And not only that, everything here seems to go as planned. Prices are fixed, people drive between the lines, and everyone speaks English and is accustomed to foreigners (most of them are foreigners in the first place). It takes the adventure out of it. There are no rickshaws or small-scale transportation to just jump on that will take you careening down the wrong way of a one-way street, dodging cars, roaming children, and other rickshaws.
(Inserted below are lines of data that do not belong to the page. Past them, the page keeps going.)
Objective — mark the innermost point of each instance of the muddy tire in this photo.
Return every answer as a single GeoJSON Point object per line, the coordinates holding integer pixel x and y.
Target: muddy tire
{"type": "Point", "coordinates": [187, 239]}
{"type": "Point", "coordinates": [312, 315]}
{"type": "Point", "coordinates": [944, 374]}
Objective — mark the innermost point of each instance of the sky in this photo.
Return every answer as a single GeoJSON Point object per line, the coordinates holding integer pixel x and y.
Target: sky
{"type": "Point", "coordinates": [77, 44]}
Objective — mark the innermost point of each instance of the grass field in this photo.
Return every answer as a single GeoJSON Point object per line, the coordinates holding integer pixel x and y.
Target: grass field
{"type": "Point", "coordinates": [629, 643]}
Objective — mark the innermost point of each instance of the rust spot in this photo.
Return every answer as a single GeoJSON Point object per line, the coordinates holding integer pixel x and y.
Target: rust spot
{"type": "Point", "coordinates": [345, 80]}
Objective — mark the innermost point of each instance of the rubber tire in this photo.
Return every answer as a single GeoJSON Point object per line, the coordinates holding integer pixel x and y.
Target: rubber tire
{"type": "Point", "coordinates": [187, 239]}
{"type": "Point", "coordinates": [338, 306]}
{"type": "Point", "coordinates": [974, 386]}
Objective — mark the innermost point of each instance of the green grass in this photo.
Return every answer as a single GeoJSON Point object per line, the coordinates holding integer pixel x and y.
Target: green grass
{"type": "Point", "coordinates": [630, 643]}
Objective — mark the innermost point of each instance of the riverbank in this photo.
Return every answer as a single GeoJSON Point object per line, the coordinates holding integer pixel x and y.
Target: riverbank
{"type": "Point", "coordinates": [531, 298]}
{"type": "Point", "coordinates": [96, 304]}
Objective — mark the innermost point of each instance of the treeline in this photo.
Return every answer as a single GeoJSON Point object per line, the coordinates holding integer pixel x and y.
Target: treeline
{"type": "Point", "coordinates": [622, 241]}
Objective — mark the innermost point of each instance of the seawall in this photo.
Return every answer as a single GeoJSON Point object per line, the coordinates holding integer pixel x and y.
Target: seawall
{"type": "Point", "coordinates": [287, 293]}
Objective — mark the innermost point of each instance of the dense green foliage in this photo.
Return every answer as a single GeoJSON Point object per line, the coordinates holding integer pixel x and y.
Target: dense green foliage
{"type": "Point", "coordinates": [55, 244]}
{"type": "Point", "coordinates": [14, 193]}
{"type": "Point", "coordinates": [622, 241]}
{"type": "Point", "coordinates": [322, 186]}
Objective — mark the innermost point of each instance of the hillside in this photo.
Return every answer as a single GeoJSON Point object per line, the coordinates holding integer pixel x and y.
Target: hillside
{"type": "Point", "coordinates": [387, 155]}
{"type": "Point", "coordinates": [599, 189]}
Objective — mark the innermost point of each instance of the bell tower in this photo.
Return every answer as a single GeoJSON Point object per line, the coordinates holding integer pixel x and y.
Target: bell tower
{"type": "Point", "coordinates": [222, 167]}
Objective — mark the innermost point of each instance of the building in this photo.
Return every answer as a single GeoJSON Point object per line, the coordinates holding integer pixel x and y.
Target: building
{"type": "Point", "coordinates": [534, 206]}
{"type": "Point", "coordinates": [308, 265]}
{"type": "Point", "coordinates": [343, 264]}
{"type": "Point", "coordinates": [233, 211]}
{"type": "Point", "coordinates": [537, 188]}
One of the biggest things you’d notice in HK is that there are no poor people – at least not many from what I could tell. During my two days I never saw a single beggar or homeless person. Why is this? To be honest I haven’t had time to research, but I would bet it has something to do with the cosmopolitan appearance the city is trying to preserve. If you’re not a rich foreigner, it’s very hard to get a visa (mainland Chinese have a lot of trouble), and even if you do get in, the cost of living is so high. While I do feel that a society in which no one is in poverty and has to see poverty, like HK, is one we should strive for, for my international experience (and my wallet), I knew I had to get out of HK. I took the next train to Guangzhou, saying goodbye to HK and feeling a little homesick for Bangladesh.

1 comment:

  1. Your brief stay in HK provided you with pretty much the same opinion as ours...albeit, we had not just arrived from a place such as Bangladesh. We came via Shanghai, Xian and Bejing, but HK was far more austentatious (sp?)than all of those put together. Did you happen to find my diamond (from my wedding ring) laying in the streets of HK?